Toward domain generalized pruning by scoring out-of-distribution importance
Rizhao Cai, Haoliang Li, Alex Kot

TL;DR
This paper proposes a domain-aware filter pruning method that scores filter importance based on domain risk variance, improving cross-domain generalization of pruned neural networks.
Contribution
It introduces a novel importance scoring method considering out-of-distribution risks, enhancing domain generalization in filter pruning.
Findings
Improved cross-domain performance with the proposed pruning method.
Significant reduction in domain performance decay compared to baseline.
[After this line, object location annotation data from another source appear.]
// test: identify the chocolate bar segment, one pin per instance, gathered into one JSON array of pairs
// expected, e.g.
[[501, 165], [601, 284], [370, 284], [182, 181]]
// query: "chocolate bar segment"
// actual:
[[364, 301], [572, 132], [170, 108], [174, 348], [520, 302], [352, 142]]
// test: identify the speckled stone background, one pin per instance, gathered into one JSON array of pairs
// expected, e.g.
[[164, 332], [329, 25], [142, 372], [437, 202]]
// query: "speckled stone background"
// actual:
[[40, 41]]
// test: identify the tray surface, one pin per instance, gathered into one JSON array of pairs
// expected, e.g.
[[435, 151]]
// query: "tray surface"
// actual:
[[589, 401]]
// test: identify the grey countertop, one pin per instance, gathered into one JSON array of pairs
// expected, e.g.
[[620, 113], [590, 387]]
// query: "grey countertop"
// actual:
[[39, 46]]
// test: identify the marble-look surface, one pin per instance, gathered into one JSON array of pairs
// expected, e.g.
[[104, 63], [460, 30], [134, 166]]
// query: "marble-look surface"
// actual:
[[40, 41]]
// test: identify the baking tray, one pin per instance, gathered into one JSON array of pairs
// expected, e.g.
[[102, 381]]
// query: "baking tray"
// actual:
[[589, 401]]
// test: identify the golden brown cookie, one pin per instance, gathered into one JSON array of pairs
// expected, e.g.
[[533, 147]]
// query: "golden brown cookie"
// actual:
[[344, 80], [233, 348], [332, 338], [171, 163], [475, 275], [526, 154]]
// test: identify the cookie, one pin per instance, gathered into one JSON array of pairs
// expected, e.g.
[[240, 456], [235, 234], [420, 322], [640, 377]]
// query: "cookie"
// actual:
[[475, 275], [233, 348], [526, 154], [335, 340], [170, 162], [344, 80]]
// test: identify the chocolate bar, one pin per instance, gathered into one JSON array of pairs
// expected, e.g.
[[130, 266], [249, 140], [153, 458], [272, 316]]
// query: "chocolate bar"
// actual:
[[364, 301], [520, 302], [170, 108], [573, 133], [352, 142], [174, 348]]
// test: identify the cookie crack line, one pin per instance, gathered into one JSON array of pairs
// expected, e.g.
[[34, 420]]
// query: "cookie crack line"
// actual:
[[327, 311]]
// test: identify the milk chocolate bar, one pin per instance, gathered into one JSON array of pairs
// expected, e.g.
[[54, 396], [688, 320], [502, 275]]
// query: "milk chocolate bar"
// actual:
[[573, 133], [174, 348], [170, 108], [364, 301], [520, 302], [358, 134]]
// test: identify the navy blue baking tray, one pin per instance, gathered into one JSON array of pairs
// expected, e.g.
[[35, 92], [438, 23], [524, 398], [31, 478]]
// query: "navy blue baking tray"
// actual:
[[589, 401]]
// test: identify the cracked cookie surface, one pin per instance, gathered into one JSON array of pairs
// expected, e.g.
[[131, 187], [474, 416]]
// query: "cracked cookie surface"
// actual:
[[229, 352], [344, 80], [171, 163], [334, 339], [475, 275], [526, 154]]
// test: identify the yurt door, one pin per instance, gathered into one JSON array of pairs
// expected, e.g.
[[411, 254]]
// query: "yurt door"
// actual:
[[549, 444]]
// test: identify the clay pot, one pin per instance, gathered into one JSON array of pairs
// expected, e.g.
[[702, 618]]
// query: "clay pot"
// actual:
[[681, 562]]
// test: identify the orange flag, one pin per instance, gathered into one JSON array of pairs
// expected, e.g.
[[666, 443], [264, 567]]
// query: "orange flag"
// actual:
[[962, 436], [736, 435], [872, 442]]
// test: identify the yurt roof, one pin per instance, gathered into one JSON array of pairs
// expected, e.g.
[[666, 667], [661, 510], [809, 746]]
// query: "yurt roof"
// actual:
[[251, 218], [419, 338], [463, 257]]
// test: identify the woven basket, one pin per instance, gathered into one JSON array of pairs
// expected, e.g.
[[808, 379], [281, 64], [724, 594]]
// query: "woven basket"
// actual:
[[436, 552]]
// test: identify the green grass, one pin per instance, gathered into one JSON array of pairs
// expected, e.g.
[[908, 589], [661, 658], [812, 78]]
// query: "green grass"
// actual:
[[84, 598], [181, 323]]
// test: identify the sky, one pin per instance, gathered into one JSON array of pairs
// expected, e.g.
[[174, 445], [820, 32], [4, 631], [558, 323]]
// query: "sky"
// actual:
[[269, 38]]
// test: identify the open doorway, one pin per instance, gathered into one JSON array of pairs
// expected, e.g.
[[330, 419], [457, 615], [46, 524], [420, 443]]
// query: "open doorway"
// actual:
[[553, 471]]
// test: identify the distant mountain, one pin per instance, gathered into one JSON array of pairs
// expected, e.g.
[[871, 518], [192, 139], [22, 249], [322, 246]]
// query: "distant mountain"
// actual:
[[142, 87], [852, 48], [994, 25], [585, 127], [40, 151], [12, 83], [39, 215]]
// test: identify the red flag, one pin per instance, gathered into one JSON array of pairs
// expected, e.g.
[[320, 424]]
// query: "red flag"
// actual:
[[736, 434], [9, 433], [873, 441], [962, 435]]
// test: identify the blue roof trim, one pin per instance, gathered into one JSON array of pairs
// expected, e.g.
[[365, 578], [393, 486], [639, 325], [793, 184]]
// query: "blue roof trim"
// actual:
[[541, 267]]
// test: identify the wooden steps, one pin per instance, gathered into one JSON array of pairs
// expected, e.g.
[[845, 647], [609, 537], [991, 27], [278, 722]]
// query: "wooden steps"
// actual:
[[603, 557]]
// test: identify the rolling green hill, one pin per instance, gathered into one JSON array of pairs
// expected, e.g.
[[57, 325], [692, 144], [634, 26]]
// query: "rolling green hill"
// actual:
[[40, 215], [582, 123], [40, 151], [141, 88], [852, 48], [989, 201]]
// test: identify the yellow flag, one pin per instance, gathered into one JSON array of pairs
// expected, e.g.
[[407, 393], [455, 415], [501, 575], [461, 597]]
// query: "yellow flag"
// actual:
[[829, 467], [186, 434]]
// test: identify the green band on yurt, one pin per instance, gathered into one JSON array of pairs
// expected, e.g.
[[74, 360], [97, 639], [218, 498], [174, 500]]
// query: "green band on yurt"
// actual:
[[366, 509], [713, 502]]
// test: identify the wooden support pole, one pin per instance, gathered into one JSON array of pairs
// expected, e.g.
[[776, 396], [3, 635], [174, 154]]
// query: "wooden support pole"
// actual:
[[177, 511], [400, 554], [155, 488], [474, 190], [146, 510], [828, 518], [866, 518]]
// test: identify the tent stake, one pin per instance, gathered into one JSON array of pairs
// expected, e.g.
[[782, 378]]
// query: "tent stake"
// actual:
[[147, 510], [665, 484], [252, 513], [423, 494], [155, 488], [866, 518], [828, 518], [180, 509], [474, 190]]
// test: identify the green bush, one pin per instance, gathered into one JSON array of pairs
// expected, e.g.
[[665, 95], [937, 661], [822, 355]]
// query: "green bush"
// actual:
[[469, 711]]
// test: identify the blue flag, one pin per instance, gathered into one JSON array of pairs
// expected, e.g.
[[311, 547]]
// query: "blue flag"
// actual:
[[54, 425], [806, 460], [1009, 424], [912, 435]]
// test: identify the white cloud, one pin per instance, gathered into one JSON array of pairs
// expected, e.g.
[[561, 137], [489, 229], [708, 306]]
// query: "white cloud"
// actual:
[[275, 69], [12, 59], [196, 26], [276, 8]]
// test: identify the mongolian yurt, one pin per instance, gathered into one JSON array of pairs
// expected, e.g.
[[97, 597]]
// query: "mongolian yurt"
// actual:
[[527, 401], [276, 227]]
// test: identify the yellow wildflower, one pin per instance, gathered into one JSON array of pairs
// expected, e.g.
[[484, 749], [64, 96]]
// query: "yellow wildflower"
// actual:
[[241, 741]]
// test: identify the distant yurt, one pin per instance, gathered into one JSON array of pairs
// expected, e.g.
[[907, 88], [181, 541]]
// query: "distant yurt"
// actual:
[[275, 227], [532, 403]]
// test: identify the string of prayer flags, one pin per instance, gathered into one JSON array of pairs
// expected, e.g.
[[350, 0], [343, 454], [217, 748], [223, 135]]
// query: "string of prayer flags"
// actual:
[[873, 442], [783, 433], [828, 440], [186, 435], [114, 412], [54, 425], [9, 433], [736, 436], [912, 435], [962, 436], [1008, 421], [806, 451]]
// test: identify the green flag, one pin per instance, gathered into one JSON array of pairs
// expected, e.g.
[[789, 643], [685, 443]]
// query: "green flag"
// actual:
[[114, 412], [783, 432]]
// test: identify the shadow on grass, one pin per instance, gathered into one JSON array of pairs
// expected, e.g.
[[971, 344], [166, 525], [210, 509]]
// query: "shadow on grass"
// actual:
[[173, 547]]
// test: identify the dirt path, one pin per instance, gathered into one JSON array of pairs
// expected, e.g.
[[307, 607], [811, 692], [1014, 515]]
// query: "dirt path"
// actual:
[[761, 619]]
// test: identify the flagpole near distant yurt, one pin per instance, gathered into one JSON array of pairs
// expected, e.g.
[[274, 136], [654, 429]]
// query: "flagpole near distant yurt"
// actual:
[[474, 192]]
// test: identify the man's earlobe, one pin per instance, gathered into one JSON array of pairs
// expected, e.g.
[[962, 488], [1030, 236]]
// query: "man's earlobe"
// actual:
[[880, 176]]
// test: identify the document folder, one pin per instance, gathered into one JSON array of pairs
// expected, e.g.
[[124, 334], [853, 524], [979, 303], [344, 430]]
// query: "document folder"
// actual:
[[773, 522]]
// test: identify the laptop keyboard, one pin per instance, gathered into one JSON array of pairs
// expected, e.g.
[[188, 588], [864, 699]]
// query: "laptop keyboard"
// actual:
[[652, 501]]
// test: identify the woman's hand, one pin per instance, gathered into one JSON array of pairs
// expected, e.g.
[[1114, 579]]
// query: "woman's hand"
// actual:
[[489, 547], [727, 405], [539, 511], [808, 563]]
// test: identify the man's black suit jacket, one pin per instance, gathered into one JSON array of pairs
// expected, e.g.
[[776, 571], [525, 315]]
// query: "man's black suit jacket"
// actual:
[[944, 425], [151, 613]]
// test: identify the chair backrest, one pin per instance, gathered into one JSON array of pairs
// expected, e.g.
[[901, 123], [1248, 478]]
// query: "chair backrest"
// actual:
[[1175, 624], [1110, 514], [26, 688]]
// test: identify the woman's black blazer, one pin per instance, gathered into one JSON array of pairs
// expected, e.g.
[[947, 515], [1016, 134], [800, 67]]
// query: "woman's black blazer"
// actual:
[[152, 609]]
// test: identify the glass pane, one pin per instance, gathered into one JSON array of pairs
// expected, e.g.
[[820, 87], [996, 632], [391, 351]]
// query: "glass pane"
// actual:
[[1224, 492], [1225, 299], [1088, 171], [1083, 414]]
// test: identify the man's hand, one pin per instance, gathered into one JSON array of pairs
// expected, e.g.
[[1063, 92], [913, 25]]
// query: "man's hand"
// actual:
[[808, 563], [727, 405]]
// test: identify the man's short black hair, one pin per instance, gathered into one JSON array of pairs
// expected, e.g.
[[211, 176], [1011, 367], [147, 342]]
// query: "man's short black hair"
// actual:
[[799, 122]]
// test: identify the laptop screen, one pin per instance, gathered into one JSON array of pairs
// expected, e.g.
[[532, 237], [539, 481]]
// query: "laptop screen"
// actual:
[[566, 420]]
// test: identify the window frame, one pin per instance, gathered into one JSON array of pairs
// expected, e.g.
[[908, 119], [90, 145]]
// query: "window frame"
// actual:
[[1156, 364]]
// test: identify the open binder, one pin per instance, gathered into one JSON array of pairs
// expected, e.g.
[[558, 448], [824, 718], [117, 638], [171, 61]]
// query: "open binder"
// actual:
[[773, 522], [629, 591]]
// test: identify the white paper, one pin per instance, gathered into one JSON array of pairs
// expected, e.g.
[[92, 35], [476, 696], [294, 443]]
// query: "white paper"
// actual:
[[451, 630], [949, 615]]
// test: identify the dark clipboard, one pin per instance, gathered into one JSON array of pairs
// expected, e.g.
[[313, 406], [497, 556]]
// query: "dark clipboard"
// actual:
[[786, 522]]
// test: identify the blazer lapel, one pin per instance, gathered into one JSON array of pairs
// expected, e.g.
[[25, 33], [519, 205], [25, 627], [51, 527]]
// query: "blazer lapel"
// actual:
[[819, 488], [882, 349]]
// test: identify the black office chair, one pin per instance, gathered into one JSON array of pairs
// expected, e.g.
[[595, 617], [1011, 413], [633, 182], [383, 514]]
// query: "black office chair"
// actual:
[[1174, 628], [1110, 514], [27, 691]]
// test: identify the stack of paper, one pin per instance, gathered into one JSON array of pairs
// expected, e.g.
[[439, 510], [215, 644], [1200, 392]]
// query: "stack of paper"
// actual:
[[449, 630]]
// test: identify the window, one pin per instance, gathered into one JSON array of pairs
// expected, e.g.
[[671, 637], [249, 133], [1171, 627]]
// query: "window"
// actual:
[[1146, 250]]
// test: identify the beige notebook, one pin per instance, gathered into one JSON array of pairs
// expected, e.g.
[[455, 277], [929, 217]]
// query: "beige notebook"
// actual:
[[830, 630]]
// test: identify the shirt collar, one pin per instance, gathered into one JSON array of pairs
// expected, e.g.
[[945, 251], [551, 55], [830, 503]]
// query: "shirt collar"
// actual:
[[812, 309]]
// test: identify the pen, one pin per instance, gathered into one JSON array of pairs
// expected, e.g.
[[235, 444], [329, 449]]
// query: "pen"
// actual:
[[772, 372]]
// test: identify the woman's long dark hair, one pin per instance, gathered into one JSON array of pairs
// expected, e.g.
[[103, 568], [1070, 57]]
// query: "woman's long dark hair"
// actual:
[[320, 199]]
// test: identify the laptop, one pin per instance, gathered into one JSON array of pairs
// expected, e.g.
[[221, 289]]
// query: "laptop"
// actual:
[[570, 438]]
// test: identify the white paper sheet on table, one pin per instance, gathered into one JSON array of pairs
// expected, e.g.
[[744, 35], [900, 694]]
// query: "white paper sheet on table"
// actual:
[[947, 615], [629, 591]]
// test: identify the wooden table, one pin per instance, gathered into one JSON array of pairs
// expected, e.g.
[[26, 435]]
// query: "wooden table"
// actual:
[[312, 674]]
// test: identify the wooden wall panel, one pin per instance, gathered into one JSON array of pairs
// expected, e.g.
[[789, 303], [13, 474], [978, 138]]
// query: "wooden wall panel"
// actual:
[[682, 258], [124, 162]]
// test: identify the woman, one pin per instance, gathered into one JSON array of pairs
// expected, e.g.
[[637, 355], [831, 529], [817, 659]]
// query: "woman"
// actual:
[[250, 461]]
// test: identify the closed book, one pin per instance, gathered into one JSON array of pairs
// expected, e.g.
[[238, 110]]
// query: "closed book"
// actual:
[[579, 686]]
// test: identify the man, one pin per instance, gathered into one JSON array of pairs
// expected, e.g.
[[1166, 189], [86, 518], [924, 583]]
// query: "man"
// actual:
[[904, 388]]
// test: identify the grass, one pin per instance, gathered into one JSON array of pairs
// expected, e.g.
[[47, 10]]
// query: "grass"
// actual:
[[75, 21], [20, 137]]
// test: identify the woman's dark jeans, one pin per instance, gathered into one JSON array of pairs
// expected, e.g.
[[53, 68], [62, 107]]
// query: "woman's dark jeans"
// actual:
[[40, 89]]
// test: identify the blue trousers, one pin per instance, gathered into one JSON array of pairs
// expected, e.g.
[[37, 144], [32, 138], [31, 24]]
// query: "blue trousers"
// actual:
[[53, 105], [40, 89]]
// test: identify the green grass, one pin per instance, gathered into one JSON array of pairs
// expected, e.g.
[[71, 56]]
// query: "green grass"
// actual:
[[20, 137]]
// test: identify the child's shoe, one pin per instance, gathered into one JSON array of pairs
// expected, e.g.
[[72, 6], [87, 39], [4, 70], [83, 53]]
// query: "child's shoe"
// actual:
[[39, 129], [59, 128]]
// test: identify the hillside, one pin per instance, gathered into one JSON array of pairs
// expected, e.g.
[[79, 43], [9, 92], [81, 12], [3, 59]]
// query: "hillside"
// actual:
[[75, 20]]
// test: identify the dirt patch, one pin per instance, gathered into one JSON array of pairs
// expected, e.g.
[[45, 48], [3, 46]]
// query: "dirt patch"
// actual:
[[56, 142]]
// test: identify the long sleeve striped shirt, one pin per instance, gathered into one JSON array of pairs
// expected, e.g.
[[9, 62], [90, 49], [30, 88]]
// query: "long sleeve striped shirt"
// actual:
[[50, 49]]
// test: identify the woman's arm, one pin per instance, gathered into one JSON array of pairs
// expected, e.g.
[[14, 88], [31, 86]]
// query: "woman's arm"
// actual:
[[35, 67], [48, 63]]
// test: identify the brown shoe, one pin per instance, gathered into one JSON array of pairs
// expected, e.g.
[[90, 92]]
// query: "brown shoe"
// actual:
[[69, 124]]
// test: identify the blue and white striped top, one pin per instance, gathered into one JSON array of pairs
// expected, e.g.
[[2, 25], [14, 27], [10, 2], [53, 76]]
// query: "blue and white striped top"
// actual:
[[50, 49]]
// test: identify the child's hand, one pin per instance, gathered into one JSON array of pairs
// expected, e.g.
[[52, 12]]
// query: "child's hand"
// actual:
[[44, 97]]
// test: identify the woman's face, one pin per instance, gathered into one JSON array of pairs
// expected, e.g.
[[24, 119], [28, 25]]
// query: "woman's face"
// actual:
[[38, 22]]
Demonstrated effectiveness across multiple domain shifts.
Abstract
Filter pruning has been widely used for compressing convolutional neural networks to reduce computation costs during the deployment stage. Recent studies have shown that filter pruning techniques can achieve lossless compression of deep neural networks, reducing redundant filters (kernels) without sacrificing accuracy performance. However, the evaluation is done when the training and testing data are from similar environmental conditions (independent and identically distributed), and how the filter pruning techniques would affect the cross-domain generalization (out-of-distribution) performance is largely ignored. We conduct extensive empirical experiments and reveal that although the intra-domain performance could be maintained after filter pruning, the cross-domain performance will decay to a large extent. As scoring a filter's importance is one of the central problems for pruning, we…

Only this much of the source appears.